There are additional concerns about state-run healthcare plans based on the performance of a plan the comptroller administers that allows approximately 44,780 town, city, and other public sector employees access to the state employee program.

The state charges municipalities over $10,000 per enrolled employee annually to participate in the plan, which last year lost more than $10 million.

The state charges municipalities over $10,000 per enrolled employee annually to participate in the plan, which last year lost more than $10 million.

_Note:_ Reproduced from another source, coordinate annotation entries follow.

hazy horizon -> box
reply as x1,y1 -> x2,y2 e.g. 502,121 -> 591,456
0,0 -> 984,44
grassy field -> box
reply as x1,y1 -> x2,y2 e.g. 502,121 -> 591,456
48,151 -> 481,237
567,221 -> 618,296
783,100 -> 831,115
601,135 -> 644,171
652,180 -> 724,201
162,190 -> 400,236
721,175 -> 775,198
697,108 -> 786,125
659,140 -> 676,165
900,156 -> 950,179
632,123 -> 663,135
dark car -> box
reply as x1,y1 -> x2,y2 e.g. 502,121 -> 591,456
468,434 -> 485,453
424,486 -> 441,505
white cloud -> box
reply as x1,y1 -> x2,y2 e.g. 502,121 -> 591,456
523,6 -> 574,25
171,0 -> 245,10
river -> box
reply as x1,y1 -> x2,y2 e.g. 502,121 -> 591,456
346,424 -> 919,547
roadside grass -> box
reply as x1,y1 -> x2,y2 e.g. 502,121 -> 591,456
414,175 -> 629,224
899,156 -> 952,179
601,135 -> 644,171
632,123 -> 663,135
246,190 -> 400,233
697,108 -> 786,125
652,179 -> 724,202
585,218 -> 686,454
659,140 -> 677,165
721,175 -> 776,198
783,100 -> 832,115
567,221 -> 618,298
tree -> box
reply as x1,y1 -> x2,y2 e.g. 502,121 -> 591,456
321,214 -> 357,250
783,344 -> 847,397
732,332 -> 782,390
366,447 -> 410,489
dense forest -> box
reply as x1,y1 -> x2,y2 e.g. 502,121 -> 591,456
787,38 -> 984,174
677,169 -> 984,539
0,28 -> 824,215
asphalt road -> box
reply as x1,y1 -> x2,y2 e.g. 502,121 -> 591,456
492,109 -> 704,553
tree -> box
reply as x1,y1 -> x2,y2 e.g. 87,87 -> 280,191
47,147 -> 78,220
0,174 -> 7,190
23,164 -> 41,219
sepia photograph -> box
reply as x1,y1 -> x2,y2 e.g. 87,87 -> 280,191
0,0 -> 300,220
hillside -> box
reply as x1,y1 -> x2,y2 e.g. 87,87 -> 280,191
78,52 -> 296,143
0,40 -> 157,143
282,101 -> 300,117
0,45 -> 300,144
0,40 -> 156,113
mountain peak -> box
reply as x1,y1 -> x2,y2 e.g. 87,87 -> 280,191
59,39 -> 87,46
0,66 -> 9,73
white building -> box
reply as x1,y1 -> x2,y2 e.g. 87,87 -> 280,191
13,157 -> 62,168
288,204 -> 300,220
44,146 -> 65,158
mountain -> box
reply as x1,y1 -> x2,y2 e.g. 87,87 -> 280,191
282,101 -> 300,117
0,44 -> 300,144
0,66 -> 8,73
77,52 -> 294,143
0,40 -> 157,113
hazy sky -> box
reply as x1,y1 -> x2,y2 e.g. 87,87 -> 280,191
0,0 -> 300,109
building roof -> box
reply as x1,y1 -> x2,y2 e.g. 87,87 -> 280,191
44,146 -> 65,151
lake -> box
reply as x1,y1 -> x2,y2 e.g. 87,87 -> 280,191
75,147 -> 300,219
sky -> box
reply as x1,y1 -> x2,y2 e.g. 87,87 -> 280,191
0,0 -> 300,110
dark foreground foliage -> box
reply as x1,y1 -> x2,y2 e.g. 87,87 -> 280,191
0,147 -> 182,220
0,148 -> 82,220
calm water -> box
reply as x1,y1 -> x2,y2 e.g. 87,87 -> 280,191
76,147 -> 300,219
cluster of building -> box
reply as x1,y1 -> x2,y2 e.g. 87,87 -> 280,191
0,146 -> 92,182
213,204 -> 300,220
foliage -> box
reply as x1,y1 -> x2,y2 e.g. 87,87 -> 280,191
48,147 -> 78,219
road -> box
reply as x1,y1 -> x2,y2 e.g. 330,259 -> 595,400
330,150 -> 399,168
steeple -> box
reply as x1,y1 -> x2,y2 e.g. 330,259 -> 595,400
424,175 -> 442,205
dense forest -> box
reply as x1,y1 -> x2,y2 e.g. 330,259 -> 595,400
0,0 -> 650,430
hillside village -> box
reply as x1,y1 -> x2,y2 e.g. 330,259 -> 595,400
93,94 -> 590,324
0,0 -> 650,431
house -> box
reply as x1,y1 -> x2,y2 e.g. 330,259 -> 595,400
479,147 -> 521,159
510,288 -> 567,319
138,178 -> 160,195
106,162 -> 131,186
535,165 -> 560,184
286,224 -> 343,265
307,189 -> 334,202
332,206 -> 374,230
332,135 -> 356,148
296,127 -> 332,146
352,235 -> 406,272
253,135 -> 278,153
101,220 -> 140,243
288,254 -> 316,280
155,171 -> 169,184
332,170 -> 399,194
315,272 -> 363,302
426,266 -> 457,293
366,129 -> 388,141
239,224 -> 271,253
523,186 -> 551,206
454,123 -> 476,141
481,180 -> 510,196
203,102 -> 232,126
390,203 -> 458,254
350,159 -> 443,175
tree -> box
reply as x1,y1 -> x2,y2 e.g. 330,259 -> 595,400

State-run healthcare plans such as those proposed in Connecticut merely shift costs and do not address the underlying factors driving up insurance premiums.

Reform Measures

There are meaningful steps state legislators can take to reduce the cost of healthcare. Consider:

  • Cut mandates. Healthcare mandates drive up the cost of health insurance substantially by requiring carriers to expand coverage. Those costs are passed directly to plan participants. The business community recognizes a certain level of coverage is necessary to encourage broad market participation, but we must strike a balance to achieve quality and affordability.
  • Eliminate the Insurance Premium Tax. This 1.5% tax is assessed annually on all premiums underwritten by private sector insurance companies. The tax is also passed directly to plan participants.
  • Repeal or reform other state-run insurance programs. Connecticut’s state-run health insurance exchange, Access Health CT, is funded through a 1.65% tax on all individual and small group premiums, with private sector insurance carriers subsidies totaling over $32 million annually. Eliminating that tax will lower premium costs.

History shows that public option plans do not work.

The public interest would be better served if lawmakers tackled the real cost drivers rather than pursue a path that expands government, increases taxes, and threatens one of the state’s critical economic sectors.